How do Delta tables compare to Hive SerDe tables?

Delta tables are managed to a greater degree. In particular, there are several Hive SerDe parameters that Delta manages on your behalf that you should never specify manually:

  • ROWFORMAT
  • SERDE
  • OUTPUTFORMAT AND INPUTFORMAT
  • COMPRESSION
  • STORED AS
Does Delta support multi-table transactions?
Delta does not support multi-table transactions and foreign keys. Delta supports transactions at the table level.
Does Delta support writes or reads using the Spark Streaming DStream API?
Delta does not support the DStream API. We recommend Structured Streaming.
What DDL and DML features does Delta not support?
  • Unsupported DDL features:
    • ANALYZE TABLE PARTITION
    • ALTER TABLE [ADD|DROP] PARTITION
    • ALTER TABLE SET LOCATION
    • ALTER TABLE RECOVER PARTITIONS
    • ALTER TABLE SET SERDEPROPERTIES
    • CREATE TABLE LIKE
    • INSERT OVERWRITE DIRECTORY
    • LOAD DATA
  • Unsupported DML features:
    • INSERT INTO [OVERWRITE] with static partitions.
    • Bucketing.
    • Specifying a schema when reading from a table. A command such as spark.read.format("delta").schema(df.schema).load(path) will fail.
    • Specifying target partitions using PARTITION (part_spec) in TRUNCATE TABLE.
What does it mean that Delta supports multi-cluster writes?
It means that Delta does locking to make sure that queries writing to a table from multiple clusters at the same time won’t corrupt the table. However, it does not mean that if there is a write conflict (for example, update and delete the same thing) that they will both succeed. Instead, one of writes will fail atomically and the error will tell you to retry the operation.
Can I access Delta tables outside of Databricks Runtime?

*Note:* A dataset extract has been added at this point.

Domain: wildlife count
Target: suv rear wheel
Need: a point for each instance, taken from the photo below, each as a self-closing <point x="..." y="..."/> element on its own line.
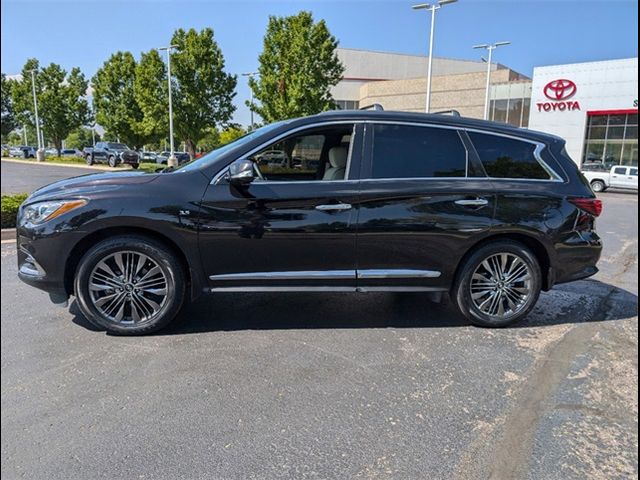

There are two cases to consider: external writes and external reads.

  • External writes: Delta maintains additional metadata in the form of a transaction log to enable ACID transactions and snapshot isolation for readers. In order to ensure the transaction log is updated correctly and the proper validations are performed, writes must go through Databricks Runtime.

  • External reads: Delta tables store data encoded in an open format (Parquet), allowing other tools that understand this format to read the data. However, since other tools do not support Delta’s transaction log, it is likely that they will incorrectly read stale deleted data, uncommitted data, or the partial results of failed transactions.

    In cases where the data is static (that is, there are no active jobs writing to the table), you can use VACUUM with a retention of ZERO HOURS to clean up any stale Parquet files that are not currently part of the table. This operation puts the Parquet files present in DBFS into a consistent state such that they can now be read by external tools.

    However, Delta relies on stale snapshots for the following functionality, which will break when using VACUUM with zero retention allowance:

    • Snapshot isolation for readers - Long running jobs will continue to read a consistent snapshot from the moment the jobs started, even if the table is modified concurrently. Running VACUUM with a retention less than length of these jobs can cause them to fail with a FileNotFoundException.
    • Streaming from Delta tables - Streams read from the original files written into a table in order to ensure exactly once processing. When combined with OPTIMIZE, VACUUM with zero retention can remove these files before the stream has time to processes them, causing it to fail.
For these reasons we only recommend the above technique on static data sets that must be read by external tools.